Data were analyzed and visualized mainly using R Software (R version 2.15.3) including meta, metefor and mada packages. The strength of association was expressed as pooled odds ratio (OR) with corresponding 95% confidence intervals (95% CI). Data were extracted from the original studies and recalculated if necessary. Heterogeneity was tested using the I2 statistic with values over 50% and Chi-squared test with P ≤ 0.1 indicating strong heterogeneity between the studies [36]. Tau-squared (τ2) was used to determine how much heterogeneity was explained by subgroup differences. The data were pooled using the DerSimonian and Laird random effects model (I2 > 50%, P ≤ 0.1) or fixed effects model (I2 < 50%) according to heterogeneity statistic I2[37]. A two-sided P ≤ 0.05 was considered significant without special annotation. Random effects meta-regression, was employed to determine how much of the heterogeneity (between-study variance) is explained by the explanatory variables when the heterogeneity was significant [38]. Nine variables were analyzed in meta-regression, including control types (autogenous and heterogeneous), gender proportion, proportion of TNM stage I samples, mean or median age (> 65 or ≤ 65), single or multiple target detection, sample types (serum or tissue), methylation detection methods (MSP, qMSP), study designs (diagnosis or non-diagnosis) and primer sets. Sensitivity analyses were performed to assess the contributions of single studies to the final results with the abandonment of one article each time. Publication bias was analyzed by funnel plot with mixed-effects version of the Egger test. If bias was suspected, the conventional meta-trim method was used to re-estimate the effect size.

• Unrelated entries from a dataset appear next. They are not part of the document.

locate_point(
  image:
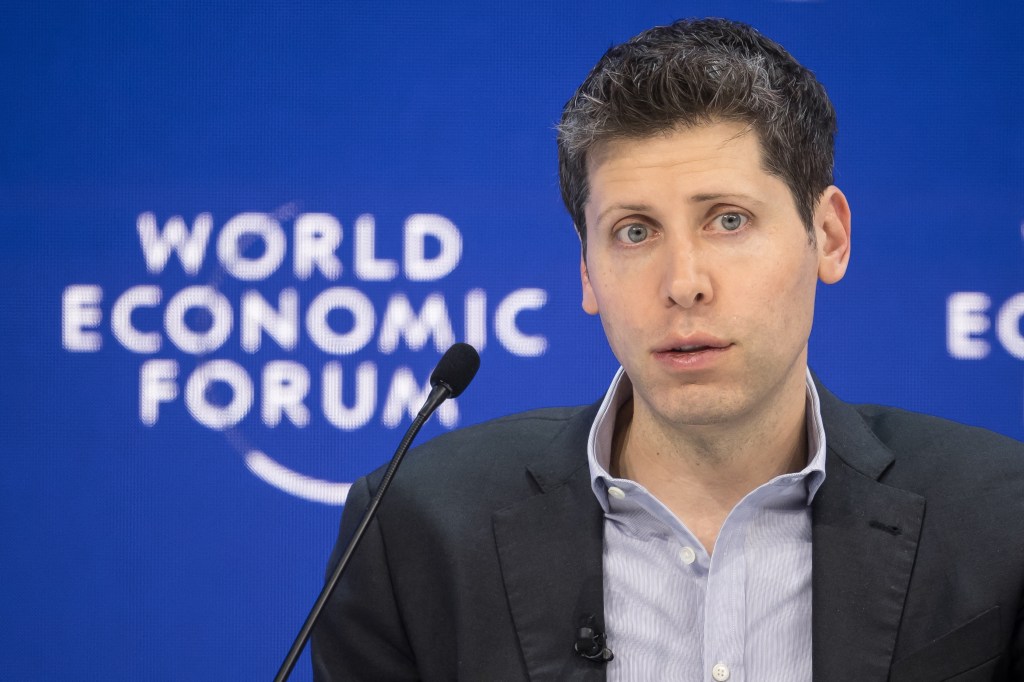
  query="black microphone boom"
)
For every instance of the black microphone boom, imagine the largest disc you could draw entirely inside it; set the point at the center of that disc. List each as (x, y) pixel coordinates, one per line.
(453, 374)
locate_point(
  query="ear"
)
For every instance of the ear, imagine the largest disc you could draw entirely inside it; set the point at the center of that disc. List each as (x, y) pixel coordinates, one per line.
(589, 299)
(832, 229)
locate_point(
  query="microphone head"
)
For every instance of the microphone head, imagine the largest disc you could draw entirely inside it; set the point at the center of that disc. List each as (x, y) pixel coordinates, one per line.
(457, 368)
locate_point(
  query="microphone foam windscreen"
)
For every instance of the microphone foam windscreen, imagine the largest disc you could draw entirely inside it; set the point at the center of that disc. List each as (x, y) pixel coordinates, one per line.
(457, 368)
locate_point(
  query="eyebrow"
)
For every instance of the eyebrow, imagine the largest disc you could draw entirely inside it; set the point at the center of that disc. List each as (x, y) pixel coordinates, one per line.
(641, 208)
(699, 199)
(695, 199)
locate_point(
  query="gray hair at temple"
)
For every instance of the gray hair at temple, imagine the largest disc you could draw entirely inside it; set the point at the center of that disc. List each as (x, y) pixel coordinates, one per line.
(697, 72)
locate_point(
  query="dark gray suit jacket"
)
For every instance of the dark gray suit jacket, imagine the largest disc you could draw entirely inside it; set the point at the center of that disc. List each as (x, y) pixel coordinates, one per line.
(487, 552)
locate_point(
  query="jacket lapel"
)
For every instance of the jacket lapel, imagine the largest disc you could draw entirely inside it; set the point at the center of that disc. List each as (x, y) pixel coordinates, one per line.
(864, 542)
(549, 547)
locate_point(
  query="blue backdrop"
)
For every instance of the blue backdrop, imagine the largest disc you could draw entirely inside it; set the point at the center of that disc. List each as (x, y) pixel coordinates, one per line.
(235, 236)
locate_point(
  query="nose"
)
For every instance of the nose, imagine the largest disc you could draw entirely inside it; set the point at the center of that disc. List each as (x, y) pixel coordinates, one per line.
(687, 281)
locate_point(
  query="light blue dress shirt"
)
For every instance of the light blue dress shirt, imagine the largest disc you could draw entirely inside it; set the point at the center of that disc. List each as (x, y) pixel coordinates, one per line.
(674, 612)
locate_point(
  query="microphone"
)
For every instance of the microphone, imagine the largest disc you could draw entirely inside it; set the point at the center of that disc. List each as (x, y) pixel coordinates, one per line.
(453, 374)
(590, 642)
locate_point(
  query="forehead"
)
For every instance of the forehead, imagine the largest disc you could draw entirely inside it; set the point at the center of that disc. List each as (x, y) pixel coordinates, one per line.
(679, 147)
(681, 167)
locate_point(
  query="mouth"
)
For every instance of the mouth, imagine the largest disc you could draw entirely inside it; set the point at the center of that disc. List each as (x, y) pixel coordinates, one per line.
(692, 353)
(694, 346)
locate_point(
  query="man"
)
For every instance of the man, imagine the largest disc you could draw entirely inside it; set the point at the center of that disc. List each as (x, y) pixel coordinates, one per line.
(719, 515)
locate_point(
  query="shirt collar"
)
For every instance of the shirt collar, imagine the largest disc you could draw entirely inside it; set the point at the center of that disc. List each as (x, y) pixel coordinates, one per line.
(621, 390)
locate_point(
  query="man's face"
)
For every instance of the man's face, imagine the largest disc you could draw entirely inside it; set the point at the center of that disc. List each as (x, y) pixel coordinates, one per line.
(704, 273)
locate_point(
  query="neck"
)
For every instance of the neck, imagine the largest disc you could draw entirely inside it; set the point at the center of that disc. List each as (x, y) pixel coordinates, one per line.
(700, 472)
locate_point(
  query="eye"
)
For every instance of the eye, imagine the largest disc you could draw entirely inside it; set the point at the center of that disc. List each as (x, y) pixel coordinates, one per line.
(633, 233)
(730, 222)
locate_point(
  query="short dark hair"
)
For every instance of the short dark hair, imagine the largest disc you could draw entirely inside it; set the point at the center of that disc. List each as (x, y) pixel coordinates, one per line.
(697, 72)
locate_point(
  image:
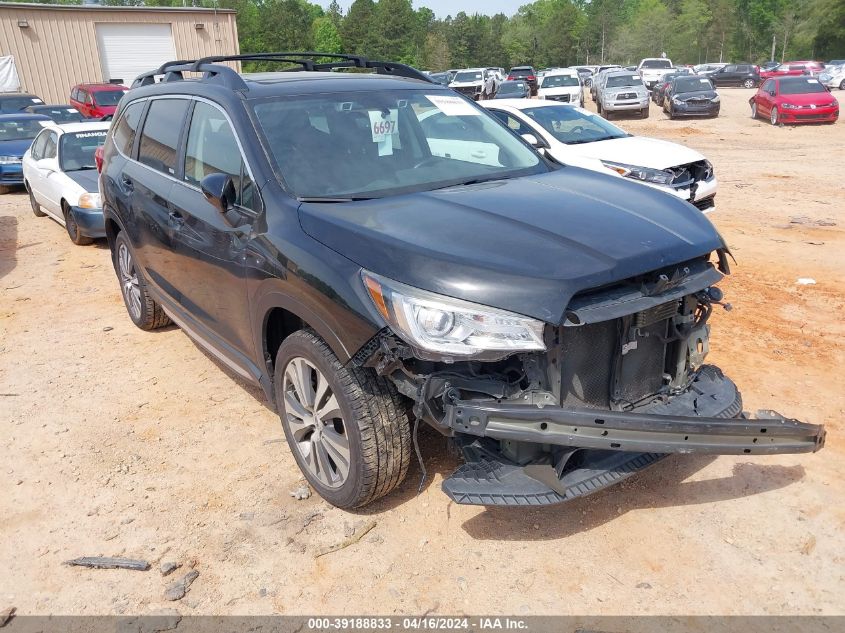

Compared with traditional SNP association studies, methylation-associated research might be involved with different methylation-definition thresholds. In these cases, traditional weighted averages (pooled sensitivity and specificity) would not reflect the overall accuracy of the test, because the extremes of threshold criteria could skew the distribution, known as the threshold effect [39]. Thus, SROC analysis was applied to meta-analysis of diagnostic tests [39, 40]. The SROC curve shows the performance of the diagnostic ability of APC methylation to NSCLC. Each study produces values for sensitivity, specificity and therefore true positive rate (TPR) and false positive rate (FPR), and the plots were placed over the TPR and FPR points to form a smooth curve. A linear regression model was selected to fit the SROC curve where sensitivity and (1-specificity) are transformed into complex logarithmic variables. The exact AUC for the SROC function was used to assess the accuracy of the test [39].

TCGA data extraction and analysis

DNA methylation information for NSCLC, which included two sets of samples (535 Ads and 50 controls, and 385 Scs and 67 controls), was collected from TCGA project including methylation 27 K and 450 K datasets [http://cancergenome.nih.gov/]. The estimation of methylation for each CG probe was calculated with the traditional function:

beta = max M , 0 max M , 0 + max U , 0

M and U represent the mean signal intensities for about 30 replicate methylated (M) and unmethylated (U) probes on the array. The methylation signals of the 25,978 shared CpG sites by 27 K and 450 K datasets were extracted and the methylation status of each probe was defined according to the beta-value. The CpG site will be considered methylated when the beta-value is greater than the empirical threshold of 0.3 for tissue data [41]. Six CpG sites located in the promoter region of the APC gene (cg01240931, cg15020645, cg16970232, cg20311501, cg21634602 and cg24332422) were taken as the object of study (Additional file 1: Table S1). Adjustment for multiple testing of differential methylation was conducted with the method of Benjamini and Hochberg at the 5% FDR level.